Nathan Tyler, owner and operator of Southern Culture LLC. Southern Culture Cuisine was born from the soap-slicked floors of The Starving Artist Café, where dreams and dirty dishes collided in equal measure. Picture a 15-year-old dishwasher, wide-eyed and unaware, stepping into the culinary underworld. Chef Shawn Crookshank, part sage, part pirate, handed over an apron with a raspy laugh and a motivational speech that teetered on the edge of sobriety. By the end of the night, Chef Roger Goodson was tossing beers my way like they were rewards for surviving the chaos. This was no ordinary introduction to the food world—this was initiation by fire, steam, and the faint promise of something bigger. In the immortal words of Hunter S. Thompson, “I bought the ticket, and I took the ride.” The journey out of small-town Appalachia to Charleston, South Carolina, felt like a culinary escape act. Johnson & Wales dangled the illusion of a traditional education, but Charleston’s kitchen trenches delivered the real schooling. Days evaporated into nights, and nights turned into folklore, as chefs like Chris Brant and Fred Neuville hammered the truth into my skull: passion and chaos fuel this industry. The Lowcountry’s pluff mud became the backdrop for a baptism of heat, salt, and smoke. Every shift was a chapter in a wild saga of culinary sin and redemption, and every scar was a badge of honor.

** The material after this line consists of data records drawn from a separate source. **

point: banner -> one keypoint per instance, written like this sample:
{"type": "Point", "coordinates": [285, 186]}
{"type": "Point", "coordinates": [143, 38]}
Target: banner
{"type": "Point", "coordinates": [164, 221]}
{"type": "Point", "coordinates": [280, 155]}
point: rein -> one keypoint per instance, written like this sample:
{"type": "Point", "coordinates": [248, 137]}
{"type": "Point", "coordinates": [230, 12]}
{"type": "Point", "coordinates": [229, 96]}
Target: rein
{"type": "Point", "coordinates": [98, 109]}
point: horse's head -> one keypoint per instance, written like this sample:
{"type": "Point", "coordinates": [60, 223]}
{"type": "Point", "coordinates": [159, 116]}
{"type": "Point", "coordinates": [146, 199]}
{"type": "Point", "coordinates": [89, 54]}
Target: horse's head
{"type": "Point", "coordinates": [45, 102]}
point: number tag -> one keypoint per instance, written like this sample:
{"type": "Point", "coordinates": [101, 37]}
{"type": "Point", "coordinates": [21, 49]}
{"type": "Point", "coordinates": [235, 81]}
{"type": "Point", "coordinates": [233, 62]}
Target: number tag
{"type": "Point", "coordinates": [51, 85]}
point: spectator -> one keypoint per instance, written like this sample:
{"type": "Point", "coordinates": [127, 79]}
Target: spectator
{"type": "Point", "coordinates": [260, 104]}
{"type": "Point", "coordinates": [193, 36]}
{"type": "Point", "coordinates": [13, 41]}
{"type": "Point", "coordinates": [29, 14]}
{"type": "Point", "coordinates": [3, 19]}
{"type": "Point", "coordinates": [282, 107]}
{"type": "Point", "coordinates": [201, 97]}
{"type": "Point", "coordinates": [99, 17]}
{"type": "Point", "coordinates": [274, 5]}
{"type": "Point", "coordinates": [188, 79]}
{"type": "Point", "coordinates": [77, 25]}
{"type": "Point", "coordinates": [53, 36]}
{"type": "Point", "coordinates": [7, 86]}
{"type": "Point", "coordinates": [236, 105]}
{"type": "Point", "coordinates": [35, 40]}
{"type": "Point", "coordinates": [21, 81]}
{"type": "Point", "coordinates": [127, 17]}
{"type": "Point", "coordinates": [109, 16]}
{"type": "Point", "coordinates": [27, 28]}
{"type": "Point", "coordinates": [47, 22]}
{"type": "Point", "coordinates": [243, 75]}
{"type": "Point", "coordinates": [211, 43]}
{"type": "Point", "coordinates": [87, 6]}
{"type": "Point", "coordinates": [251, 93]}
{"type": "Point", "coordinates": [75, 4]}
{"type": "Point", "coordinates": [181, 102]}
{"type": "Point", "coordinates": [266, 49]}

Southern Culture Cuisine’s true origin story didn’t happen in a single kitchen, but in the realization that food could be more than fuel or art. It could be connection, rebellion, and salvation. After years of grinding through kitchens, the spark reignited with guerrilla-style dinner parties. These were no ordinary meals—they were clandestine festivals of music, art, and unholy indulgence. It became clear: food wasn’t just a dish, it was a bridge between people and their passions. The idea for Southern Culture emerged from this chaos—a company that could connect the dots between farmers, chefs, and the communities hungry for authenticity. What started as a scrappy sushi business has transformed into a full-blown operation: Southern Culture Cuisine Appalachian Produce & Food Service Provisions. Today, it’s a lifeline for local farmers and a beacon for chefs seeking soul in their ingredients. We’re not just delivering produce; we’re delivering the poetry of Appalachian fields and the promise of a shared table. It’s messy, imperfect, and gloriously human—a rebellion against the sterile world of mass production. The mission is simple: honor the land, uplift the people, and throw one hell of a dinner party along the way.